Organic molecules are major analytical target to understand the prebiotic chemistry and for search for signs of past or present life in the solar system. Mass spectrometers (MSs) are widely used for in-situ analysis in a planetary exploration, there is a limit to the separation of organic molecules with various structural isomers only by mass number information. A gas chromatograph - mass spectrometer (GC-MS), which separates each molecular species by gas chromatograph (GC), is a powerful option of the analytical instrument for organic molecules. For example, the GC-MS on Cassini-Huygens shown that the atmosphere of Saturn's moon Titan may contain complex organic matter (e.g., Niemann et al., 2010), and the GC-MS on Curiosity rover detected a variety of organic molecules in the rock sample on the Mars (e.g., Niemann et al., 2010). Furthermore, GC-MSs are also planned to be installed on ESA‘s ExoMars rover (e.g., Arevalo Jr et al., 2015) and NASA’s Dragonfly (e.g., Lorenz et al., 2018), which is scheduled for launch in the near future. Thus, GC-MS is one of the most important organic chemical analyzers for future planetary exploration.
In this study, we are developing prototype of an ultra-small GC-MS system by combining a quadrupole mass spectrometer (QMS) with rods length of 10 cm and a palm-sized GC; Sylph (e.g., Iwaya et al., 2022). The GC is originally equipped with a ball SAW sensor (e.g., Yamanaka et al., 2006) that uses surface acoustic wave (SAW) on a spherical piezoelectric element with a diameter of 3.3 mm as a detector. The ball SAW sensor can nondestructively detect molecules as changes in SAW amplitude or velocity due to adsorption and desorption of molecules on a sensitive film coated on the sensor surface. Therefore, the ball SAW sensor can be connected in series to the QMS for simultaneous measurement, enabling cross-checking of quantitative and qualitative analysis.

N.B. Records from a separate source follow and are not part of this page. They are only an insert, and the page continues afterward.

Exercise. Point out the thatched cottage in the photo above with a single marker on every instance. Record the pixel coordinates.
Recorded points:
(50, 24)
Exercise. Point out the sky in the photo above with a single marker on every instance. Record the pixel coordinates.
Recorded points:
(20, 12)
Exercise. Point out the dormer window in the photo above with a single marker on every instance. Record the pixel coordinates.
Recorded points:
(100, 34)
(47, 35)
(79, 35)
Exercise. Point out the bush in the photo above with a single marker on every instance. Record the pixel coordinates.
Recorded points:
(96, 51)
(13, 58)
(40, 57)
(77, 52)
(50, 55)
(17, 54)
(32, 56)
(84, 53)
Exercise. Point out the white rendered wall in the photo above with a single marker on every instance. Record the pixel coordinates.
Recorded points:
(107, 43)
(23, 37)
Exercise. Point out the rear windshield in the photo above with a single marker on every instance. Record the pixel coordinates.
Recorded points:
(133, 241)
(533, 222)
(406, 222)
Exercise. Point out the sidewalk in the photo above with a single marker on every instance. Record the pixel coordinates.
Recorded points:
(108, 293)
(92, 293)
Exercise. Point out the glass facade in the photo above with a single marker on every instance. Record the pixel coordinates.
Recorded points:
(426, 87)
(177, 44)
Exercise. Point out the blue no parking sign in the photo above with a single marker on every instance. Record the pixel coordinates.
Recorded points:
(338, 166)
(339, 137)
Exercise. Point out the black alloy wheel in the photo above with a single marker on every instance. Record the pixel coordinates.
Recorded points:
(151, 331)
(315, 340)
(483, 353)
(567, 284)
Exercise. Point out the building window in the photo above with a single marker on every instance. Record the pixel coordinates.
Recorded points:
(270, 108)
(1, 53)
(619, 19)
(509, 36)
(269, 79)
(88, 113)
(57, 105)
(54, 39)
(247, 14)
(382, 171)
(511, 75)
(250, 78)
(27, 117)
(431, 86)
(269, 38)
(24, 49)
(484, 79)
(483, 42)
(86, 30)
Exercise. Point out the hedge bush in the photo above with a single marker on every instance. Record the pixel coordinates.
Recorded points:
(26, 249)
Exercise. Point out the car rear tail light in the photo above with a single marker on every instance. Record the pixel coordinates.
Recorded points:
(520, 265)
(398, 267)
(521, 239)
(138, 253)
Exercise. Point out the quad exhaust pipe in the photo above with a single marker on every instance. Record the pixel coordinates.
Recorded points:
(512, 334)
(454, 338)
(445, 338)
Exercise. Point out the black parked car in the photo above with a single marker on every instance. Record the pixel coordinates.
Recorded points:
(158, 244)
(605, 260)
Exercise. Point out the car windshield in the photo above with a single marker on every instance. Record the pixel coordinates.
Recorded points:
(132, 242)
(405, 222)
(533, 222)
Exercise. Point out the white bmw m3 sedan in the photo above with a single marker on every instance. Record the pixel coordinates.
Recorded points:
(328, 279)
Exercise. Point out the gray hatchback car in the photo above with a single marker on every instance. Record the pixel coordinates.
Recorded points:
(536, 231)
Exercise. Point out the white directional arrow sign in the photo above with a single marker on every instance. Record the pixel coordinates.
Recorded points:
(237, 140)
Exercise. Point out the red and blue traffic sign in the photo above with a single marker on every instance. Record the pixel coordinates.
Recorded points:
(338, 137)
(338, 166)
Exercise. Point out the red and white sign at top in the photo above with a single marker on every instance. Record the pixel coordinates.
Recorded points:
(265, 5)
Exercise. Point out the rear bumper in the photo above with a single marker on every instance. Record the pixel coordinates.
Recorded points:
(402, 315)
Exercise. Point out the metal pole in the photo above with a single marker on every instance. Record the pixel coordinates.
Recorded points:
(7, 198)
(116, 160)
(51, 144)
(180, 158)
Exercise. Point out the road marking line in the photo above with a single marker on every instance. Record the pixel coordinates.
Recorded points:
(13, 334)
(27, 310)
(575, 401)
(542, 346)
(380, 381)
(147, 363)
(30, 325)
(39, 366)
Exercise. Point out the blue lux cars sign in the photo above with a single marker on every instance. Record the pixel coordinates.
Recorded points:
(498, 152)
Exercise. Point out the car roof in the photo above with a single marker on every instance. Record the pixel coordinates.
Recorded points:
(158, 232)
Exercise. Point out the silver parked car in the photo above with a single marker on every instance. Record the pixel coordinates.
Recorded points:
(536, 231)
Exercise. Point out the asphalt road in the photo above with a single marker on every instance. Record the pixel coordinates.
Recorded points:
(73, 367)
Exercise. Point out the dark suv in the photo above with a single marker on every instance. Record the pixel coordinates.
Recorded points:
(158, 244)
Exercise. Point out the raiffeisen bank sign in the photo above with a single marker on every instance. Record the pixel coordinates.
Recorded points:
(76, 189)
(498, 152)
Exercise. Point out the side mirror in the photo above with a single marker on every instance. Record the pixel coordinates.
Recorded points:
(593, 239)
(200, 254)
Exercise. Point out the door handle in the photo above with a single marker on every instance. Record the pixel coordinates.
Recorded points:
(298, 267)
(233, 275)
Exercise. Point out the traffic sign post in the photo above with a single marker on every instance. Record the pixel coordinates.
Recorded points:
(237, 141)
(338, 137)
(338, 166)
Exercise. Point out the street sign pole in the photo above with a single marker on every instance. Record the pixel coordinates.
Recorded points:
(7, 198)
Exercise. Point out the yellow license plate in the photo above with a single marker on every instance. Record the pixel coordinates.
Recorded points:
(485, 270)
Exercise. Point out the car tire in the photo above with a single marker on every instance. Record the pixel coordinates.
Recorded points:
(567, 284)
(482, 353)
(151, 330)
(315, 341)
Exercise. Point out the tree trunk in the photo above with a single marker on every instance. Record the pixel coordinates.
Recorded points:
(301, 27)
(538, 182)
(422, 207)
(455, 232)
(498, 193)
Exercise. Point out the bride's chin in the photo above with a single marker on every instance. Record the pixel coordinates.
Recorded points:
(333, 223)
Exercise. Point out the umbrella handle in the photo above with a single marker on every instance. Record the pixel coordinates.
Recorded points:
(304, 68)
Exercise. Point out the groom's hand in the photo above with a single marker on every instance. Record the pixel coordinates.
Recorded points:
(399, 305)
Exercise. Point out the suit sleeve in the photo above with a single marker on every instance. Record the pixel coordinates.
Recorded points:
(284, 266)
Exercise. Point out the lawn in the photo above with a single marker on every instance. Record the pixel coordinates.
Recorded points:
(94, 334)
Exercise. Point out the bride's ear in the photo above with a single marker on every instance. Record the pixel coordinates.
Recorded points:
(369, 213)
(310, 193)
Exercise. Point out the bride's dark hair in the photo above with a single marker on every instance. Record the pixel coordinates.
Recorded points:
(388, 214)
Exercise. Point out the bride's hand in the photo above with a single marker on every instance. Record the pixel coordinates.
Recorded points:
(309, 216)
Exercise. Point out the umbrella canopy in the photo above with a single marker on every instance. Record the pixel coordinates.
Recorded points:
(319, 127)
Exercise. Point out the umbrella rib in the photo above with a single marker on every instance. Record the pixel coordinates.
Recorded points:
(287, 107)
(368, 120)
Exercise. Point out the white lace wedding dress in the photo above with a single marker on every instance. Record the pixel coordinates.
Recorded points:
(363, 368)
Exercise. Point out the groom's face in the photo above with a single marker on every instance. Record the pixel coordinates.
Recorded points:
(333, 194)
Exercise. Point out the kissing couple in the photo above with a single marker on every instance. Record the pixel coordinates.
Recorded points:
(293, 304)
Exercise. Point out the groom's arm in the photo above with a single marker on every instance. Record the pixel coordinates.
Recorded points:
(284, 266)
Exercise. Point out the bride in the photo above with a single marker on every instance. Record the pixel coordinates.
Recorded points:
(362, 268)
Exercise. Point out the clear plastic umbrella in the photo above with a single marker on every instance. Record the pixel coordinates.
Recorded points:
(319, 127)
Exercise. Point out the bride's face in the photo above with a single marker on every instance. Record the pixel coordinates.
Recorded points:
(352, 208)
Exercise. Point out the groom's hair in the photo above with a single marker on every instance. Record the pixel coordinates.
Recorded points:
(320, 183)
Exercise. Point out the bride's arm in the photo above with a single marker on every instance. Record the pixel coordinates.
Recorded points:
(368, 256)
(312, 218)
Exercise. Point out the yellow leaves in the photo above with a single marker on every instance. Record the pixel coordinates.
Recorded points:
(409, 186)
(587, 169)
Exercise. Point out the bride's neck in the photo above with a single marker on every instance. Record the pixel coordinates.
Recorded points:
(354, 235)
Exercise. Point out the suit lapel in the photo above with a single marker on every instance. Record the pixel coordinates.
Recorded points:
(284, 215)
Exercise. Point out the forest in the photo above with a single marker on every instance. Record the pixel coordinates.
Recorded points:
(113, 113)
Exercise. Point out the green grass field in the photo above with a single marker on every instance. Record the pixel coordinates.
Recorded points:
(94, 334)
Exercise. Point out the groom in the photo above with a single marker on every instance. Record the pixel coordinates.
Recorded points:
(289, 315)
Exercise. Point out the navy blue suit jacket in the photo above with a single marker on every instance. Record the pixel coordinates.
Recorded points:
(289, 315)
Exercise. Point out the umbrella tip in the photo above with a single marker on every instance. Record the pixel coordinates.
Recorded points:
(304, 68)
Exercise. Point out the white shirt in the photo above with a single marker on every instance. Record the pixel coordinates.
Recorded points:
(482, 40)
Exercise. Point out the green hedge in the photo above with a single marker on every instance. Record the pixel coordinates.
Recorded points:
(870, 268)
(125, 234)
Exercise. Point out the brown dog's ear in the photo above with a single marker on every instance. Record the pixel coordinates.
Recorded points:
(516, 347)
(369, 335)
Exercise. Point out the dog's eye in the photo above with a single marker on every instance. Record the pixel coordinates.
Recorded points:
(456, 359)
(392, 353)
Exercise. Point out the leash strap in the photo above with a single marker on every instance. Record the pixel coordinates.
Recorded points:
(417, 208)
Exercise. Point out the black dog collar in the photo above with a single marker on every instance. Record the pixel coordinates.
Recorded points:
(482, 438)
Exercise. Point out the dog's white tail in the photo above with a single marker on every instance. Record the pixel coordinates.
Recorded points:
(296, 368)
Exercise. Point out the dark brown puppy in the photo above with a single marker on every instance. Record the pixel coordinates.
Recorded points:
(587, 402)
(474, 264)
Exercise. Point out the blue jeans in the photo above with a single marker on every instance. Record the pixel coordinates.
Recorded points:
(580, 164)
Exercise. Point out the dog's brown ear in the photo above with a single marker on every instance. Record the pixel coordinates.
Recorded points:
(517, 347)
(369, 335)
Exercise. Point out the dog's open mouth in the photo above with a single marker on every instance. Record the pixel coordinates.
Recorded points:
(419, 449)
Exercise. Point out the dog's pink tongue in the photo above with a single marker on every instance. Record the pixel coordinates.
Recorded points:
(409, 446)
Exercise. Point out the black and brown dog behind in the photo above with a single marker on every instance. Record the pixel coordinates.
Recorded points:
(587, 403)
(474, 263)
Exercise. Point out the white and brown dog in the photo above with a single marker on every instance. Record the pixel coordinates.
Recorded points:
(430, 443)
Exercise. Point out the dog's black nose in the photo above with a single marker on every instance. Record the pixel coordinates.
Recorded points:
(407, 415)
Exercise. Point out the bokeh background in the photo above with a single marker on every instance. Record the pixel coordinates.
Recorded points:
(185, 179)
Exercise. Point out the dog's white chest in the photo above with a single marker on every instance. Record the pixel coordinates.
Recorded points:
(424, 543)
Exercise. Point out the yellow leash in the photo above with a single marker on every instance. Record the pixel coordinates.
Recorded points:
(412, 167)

In addition, the GC-MS for planetary exploration cannot be equipped with a large vacuum pump like a terrestrial GC-MS, so it is essential to exhaust most of the gases introduced from the GC at the GC-MS interface. On the other hand, the GC-MS interface is known to be effective in preferentially introducing analytes to the MS through its structure. We have applied the Jet Separator (JS) as the GC-MS interface, in which carrier gas is sprayed in supersonic from the GC outlet and introduced into the inlet of the MS installed on the opposite side. Analytes heavier than carrier gas (H₂ or He) have lower diffusion coefficients, and therefore sprayed out of the GC outlet at narrower angles, allowing more molecules to pass through the MS inlet. Therefore, the concentration of the analyte in the carrier gas introduced in MS is higher than that passed through the GC (enrichment effect). Previous evaluations of the prototype JS have confirmed that the concentration of analytes introduce into the MS is about 4 times concentration at the GC outlet. As the future study, we plan to optimize the structure of the prototype JS to further improve the enrichment effect, and to demonstrate its performance in combination with a GC-MS prototype.